Wednesday, September 22, 2010

When responding to readers--who may be reviewers--an author's attitude makes a big diffference

I read lots of books. I particularly read lots of books about publishing, both to learn and to check on possible competition for my own books about publishing.

In the last week I've read two unsatisfying books which try to instruct self-publishers. They both have useful information, but the presentations are badly flawed. Typography, cover design and editing are deficient. Both books have factual errors, reveal bad decisions (and ignorance), and include inappropriate material.

I often email authors with questions, comments and corrections. I don't identify myself as a blogger, writer, publisher or reviewer--but I don't hide my identity, either. Any author could instantly find out about me with Google or Bing.

My communication with "TM" was as unpleasant as reading her book.
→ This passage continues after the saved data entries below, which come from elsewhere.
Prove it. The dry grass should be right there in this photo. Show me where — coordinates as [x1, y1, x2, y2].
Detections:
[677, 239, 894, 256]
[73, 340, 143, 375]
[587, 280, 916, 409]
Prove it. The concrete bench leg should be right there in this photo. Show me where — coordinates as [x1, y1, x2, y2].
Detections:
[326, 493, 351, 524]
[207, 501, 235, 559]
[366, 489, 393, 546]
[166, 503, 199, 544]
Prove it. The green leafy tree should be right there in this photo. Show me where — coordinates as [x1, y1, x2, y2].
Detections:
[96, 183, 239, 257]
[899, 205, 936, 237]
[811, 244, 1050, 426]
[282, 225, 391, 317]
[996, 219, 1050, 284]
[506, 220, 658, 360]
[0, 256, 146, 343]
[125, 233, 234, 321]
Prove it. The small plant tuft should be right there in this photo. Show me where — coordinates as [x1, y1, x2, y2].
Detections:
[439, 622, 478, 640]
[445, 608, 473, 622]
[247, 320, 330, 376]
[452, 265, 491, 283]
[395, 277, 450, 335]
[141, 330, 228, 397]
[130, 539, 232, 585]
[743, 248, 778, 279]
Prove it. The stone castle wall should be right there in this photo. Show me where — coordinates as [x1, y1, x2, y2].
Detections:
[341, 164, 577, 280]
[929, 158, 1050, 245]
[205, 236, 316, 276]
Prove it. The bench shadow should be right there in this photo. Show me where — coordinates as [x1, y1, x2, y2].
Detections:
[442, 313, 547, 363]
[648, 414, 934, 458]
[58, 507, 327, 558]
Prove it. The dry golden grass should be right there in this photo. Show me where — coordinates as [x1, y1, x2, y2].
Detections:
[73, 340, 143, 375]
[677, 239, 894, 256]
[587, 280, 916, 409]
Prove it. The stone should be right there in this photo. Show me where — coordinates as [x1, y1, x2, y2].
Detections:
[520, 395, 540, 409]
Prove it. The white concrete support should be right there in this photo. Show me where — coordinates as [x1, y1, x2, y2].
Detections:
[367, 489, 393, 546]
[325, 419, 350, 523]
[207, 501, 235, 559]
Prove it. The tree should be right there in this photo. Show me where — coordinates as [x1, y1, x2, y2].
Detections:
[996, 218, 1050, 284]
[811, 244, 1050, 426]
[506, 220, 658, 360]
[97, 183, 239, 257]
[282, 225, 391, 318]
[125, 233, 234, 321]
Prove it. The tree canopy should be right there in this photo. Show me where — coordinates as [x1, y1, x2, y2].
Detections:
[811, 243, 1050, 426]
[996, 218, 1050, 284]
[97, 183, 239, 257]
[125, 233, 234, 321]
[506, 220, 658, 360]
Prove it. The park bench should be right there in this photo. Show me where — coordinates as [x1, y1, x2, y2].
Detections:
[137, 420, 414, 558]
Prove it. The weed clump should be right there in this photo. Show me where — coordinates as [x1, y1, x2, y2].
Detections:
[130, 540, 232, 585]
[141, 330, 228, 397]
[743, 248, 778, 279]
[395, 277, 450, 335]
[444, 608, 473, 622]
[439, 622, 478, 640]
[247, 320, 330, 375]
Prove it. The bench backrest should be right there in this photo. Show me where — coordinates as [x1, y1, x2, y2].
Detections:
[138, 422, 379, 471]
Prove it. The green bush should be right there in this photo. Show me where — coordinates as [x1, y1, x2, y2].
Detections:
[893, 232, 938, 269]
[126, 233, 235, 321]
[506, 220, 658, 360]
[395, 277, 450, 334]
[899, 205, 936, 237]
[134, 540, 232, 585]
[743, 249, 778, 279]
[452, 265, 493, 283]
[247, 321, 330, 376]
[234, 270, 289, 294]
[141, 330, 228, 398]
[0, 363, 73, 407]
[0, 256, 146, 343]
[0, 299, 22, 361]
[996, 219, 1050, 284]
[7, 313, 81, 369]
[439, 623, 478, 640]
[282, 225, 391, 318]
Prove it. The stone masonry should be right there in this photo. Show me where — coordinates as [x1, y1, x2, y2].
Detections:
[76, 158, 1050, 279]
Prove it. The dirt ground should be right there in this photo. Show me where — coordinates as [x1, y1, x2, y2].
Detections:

She made ridiculous attempts to justify bad decisions, ignored some questions, and seemed downright resentful ("Why are you asking these questions?"). Her snotty attitude killed any chance of getting a positive review from me.

The reponse from "JV" was completely different. He was appreciative of my comments, said that he knew about some of the errors and regretted them, and tried to courteously justify the decisions I disagreed with. He even said he might thank me publicly in the next edition of his book.

I was not looking for public gratitude or ass-kissing, and I did not like his book any better after the email--but I did like the author much better. And that will affect my review.

Attitude means a lot.

(smileys from

1 comment:

  1. It's a lesson learned. You just never know who you are dealing with, and it always pays to be polite, even when the reader is downright rude.

    Of course, being nice isn't going to help if you end up getting bad reviews from competitors, but those are rare. In my own experience, I've gotten many critical e-mails from readers, especially for my tax books, and they have made me a better writer.

    Many of those people who sent me very critical e-mails also ended up giving me mostly positive (4-star) reviews, and those helped my sales! Buyers tend to believe a review that is positive, but mildly critical.